Among us was a reproductive health educator with a mandate to inform and discuss serious issues with the young women of the school. The educator took on tough, private, and restricted topics such as female circumcision and tried to convey the message to say no. Whether this choice is a right for these women is a challenge since it may ultimately mean that a non-obliging young woman and her mother may be abused and kicked out of the household with nowhere to hide and/or begin a new life. Sanitary products donated by the staff at Lewa were also distributed to these women, as without they are unable to attend school. Missing a week’s worth of school can be catastrophic for a woman trying to establish a niche for herself in a world where the basics of life namely food, water, and shelter, may be commodities.
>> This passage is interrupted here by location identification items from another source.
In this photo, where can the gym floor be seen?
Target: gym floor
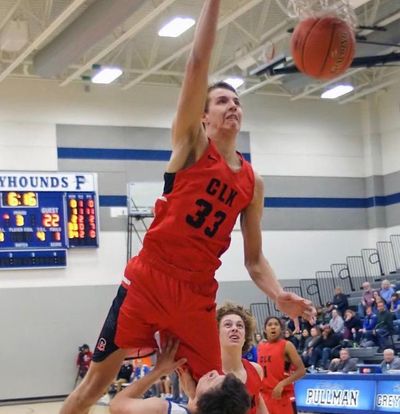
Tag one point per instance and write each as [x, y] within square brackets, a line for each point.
[45, 408]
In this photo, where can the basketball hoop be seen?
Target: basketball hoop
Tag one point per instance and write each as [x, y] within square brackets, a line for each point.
[303, 9]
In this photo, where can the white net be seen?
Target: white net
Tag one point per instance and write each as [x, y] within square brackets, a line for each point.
[302, 9]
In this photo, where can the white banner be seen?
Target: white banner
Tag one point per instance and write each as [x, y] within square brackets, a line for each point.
[47, 181]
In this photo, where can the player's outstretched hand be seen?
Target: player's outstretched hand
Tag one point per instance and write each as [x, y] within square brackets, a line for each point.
[166, 363]
[295, 306]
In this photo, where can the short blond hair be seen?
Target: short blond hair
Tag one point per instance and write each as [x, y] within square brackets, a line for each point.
[229, 308]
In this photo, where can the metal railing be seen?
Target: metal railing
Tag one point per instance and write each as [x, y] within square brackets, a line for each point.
[395, 240]
[386, 257]
[341, 277]
[309, 290]
[326, 285]
[372, 263]
[260, 312]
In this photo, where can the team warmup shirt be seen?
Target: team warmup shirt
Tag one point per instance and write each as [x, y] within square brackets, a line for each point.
[271, 357]
[253, 385]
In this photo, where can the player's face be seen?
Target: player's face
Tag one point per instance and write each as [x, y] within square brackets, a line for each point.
[208, 381]
[273, 329]
[232, 331]
[224, 110]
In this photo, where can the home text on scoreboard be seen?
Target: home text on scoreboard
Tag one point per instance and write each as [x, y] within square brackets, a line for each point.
[50, 210]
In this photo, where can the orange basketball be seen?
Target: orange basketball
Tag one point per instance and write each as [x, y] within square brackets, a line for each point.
[323, 47]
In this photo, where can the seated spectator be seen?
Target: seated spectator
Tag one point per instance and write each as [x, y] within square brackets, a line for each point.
[124, 375]
[288, 335]
[251, 354]
[384, 325]
[325, 347]
[386, 292]
[395, 305]
[377, 298]
[258, 338]
[352, 326]
[140, 370]
[308, 356]
[390, 361]
[367, 299]
[323, 315]
[336, 322]
[368, 330]
[344, 363]
[83, 360]
[339, 301]
[305, 339]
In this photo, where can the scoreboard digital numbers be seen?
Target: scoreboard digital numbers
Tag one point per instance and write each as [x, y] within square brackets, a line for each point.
[43, 214]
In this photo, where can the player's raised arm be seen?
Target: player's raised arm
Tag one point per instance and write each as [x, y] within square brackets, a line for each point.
[187, 128]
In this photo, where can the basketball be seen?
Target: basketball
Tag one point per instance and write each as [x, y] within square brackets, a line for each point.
[324, 47]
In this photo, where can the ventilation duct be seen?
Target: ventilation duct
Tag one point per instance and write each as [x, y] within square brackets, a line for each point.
[95, 23]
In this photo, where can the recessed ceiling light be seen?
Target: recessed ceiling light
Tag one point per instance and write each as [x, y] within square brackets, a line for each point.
[176, 27]
[234, 82]
[106, 75]
[336, 91]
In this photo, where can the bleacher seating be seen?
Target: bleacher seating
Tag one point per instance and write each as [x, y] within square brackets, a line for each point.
[372, 265]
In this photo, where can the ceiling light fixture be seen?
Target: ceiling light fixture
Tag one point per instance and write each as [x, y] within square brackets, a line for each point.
[106, 74]
[234, 82]
[336, 91]
[176, 27]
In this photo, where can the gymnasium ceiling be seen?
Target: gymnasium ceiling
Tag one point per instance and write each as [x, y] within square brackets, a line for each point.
[65, 38]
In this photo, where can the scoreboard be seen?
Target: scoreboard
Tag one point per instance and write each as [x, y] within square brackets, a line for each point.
[46, 212]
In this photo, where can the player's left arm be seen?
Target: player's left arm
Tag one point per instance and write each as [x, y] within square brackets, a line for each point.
[262, 408]
[130, 401]
[291, 355]
[257, 265]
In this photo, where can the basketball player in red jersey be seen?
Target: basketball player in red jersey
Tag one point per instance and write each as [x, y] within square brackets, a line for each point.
[170, 286]
[282, 366]
[236, 330]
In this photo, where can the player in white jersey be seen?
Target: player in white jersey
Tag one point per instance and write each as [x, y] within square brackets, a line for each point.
[212, 394]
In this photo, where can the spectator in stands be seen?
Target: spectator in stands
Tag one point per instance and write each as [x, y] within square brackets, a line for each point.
[83, 360]
[390, 361]
[344, 363]
[386, 292]
[258, 338]
[305, 339]
[251, 354]
[352, 326]
[377, 298]
[309, 357]
[395, 311]
[140, 370]
[288, 335]
[384, 325]
[296, 328]
[337, 322]
[367, 299]
[368, 330]
[325, 347]
[323, 315]
[339, 301]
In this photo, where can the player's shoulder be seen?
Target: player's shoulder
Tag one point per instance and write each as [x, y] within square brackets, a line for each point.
[258, 368]
[174, 408]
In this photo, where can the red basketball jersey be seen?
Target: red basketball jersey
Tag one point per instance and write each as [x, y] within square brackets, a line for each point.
[271, 357]
[195, 216]
[253, 385]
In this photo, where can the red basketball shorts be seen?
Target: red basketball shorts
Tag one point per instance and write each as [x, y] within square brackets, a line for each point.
[282, 405]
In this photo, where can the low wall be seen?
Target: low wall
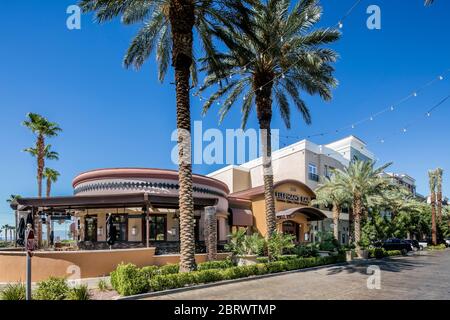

One Lewa staff member approached each of us to say one thing, even if it was just a hello or to offer sage words to these women. The only thing I could say were the age-old clichés that I had been thinking about for awhile, lessons that I hope we can all follow and remember when enlightening worlds seems so far away: ‘always remember to follow your dreams, be yourself, and never give up’. I don’t know what or how, if at all, my words could impact these women, and I will probably never know. But I do hope that our presence in the schools that day does something beneficial, and does not harbor on the imbalances of the world’s distribution of wealth and the injustices of what is right for whom.